Another good example would be the bonds of drilling company KCA Deutag, also issued as part of the restructuring, with a yield of 9.875% (in dollars), which, according to SberCIB Investment Research, did not at all reflect the issuer’s much stronger credit quality. Expectedly, the yield on the issuance of these securities fell to about 5.5% in less than half a year. In addition, many market segments are still poorly covered by analysts and therefore asset pricing can create attractive opportunities.

Despite all the advantages, “high-yield” bonds are a very high-risk asset class. The usual logic “bonds always have less risk than stocks” may stop working – stocks of a large and stable business will be more reliable than bonds of an issuer approaching financial “stress”. The credit analysis of “high-yield” bonds is quite multifaceted and takes into account not only the financial and operating profile of the issuing company, its position in the industry and stage of the life cycle, but also the legal aspects of issuing its securities, the capital structure and the possibility of abuse by management and owners.
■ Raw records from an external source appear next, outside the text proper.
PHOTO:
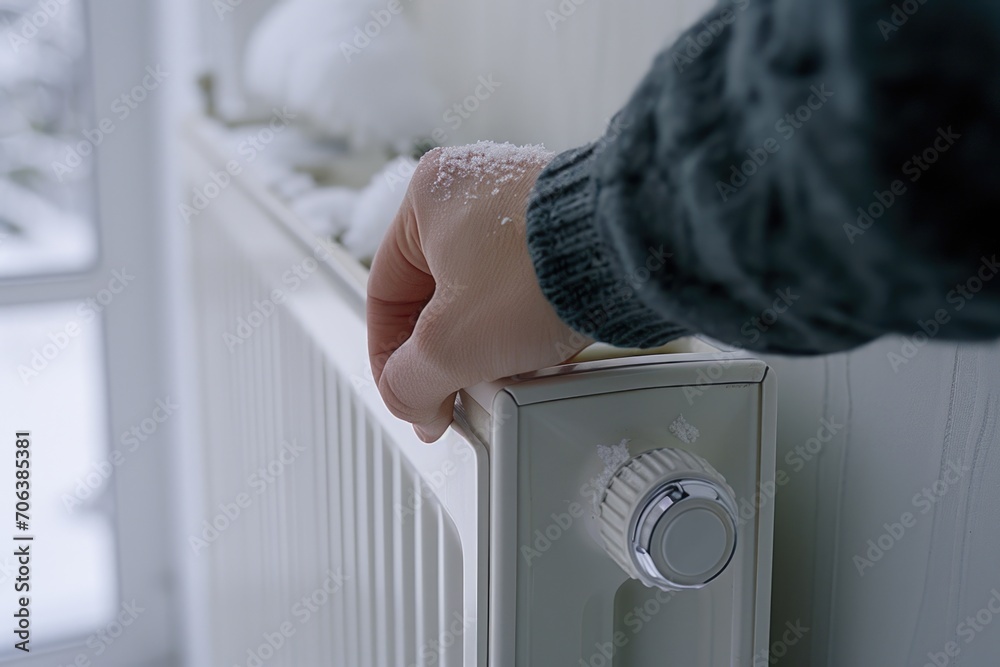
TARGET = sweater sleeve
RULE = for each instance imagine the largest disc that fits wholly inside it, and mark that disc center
(798, 180)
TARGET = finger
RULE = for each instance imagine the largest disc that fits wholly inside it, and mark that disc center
(399, 286)
(435, 428)
(415, 389)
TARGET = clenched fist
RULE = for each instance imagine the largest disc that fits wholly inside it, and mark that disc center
(452, 296)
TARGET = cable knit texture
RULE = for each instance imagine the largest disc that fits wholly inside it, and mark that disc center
(794, 176)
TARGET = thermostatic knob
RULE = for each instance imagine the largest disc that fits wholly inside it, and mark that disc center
(669, 519)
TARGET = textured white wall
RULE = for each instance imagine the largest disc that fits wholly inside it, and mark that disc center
(900, 429)
(558, 86)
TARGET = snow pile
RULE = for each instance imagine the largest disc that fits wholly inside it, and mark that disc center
(348, 75)
(684, 431)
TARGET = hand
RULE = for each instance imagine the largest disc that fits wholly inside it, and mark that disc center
(452, 297)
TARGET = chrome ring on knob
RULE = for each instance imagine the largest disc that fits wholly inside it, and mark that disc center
(650, 534)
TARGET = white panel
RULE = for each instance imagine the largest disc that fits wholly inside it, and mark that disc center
(361, 497)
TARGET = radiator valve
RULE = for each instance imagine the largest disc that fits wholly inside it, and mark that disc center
(669, 519)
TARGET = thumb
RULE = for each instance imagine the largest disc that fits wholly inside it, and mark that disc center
(414, 390)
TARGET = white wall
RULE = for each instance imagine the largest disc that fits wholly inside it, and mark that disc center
(901, 429)
(558, 86)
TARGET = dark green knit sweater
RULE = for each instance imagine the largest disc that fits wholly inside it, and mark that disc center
(795, 176)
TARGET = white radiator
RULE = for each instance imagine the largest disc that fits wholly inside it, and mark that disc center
(335, 538)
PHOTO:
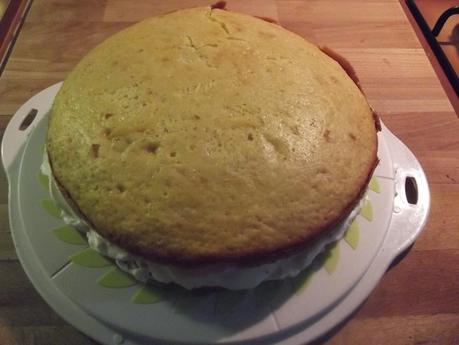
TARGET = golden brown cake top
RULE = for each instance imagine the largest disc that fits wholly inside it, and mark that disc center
(208, 136)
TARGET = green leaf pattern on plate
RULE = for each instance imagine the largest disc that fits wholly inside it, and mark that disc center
(89, 258)
(332, 258)
(115, 278)
(352, 234)
(51, 207)
(147, 295)
(43, 179)
(69, 235)
(226, 301)
(367, 210)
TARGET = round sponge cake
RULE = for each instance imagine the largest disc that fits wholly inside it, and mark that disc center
(209, 136)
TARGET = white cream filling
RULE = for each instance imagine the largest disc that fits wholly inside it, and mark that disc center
(228, 276)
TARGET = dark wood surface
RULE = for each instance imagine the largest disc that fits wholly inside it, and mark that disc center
(417, 301)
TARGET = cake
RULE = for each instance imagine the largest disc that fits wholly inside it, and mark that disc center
(204, 138)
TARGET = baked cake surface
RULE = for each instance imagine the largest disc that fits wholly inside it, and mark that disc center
(209, 136)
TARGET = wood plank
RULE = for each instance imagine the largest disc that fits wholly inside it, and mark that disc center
(20, 304)
(47, 335)
(417, 329)
(425, 282)
(121, 10)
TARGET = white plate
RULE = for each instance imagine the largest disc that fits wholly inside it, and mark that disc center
(293, 311)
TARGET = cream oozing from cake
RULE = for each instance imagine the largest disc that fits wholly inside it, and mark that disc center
(230, 276)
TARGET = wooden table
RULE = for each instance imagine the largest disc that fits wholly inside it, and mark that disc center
(417, 301)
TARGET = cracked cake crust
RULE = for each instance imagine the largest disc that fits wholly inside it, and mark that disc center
(209, 136)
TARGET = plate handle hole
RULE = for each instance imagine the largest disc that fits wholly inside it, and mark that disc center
(28, 119)
(411, 190)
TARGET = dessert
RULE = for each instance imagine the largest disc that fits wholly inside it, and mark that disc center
(205, 141)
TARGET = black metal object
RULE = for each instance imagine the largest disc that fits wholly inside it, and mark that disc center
(443, 18)
(430, 36)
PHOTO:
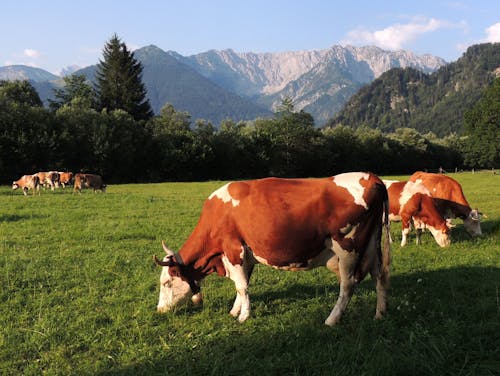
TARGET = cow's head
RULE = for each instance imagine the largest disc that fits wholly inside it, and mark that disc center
(442, 236)
(472, 223)
(175, 286)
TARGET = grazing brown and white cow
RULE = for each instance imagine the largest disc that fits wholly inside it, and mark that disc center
(409, 201)
(288, 224)
(450, 200)
(48, 179)
(65, 178)
(27, 182)
(88, 181)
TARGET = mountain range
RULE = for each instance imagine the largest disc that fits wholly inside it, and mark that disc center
(433, 102)
(220, 84)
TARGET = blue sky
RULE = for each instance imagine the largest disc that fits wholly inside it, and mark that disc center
(55, 34)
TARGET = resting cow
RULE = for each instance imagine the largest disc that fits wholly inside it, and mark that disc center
(288, 224)
(27, 182)
(450, 200)
(409, 201)
(88, 181)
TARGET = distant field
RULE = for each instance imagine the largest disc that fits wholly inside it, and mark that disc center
(78, 292)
Managing a portfolio of high-yield bonds used to require a thorough approach and, as a rule, was in the hands of professionals. To access the Eurobond market, there were high entry requirements – from $ 200,000, transactions were carried out only OTC **. However, Sberbank has created a new unique product, and now investors have the opportunity to purchase Eurobonds with a potential minimum ticket of $1,000. Today in  SberInvestor You can make online transactions with Eurobonds with a wide list of issuers and instant execution of orders up to $1 million. That is, in fact, the investor, depending on his status as qualified or unqualified, already now has the opportunity to select and purchase more than 120 Eurobonds for compiling currency portfolios. At the same time, the list is constantly updated.

Today, the product is available not only to retail investors in SberInvestor, but we also offer it to financial institutions – brokerage, management companies – and are working to bring it to more electronic channels.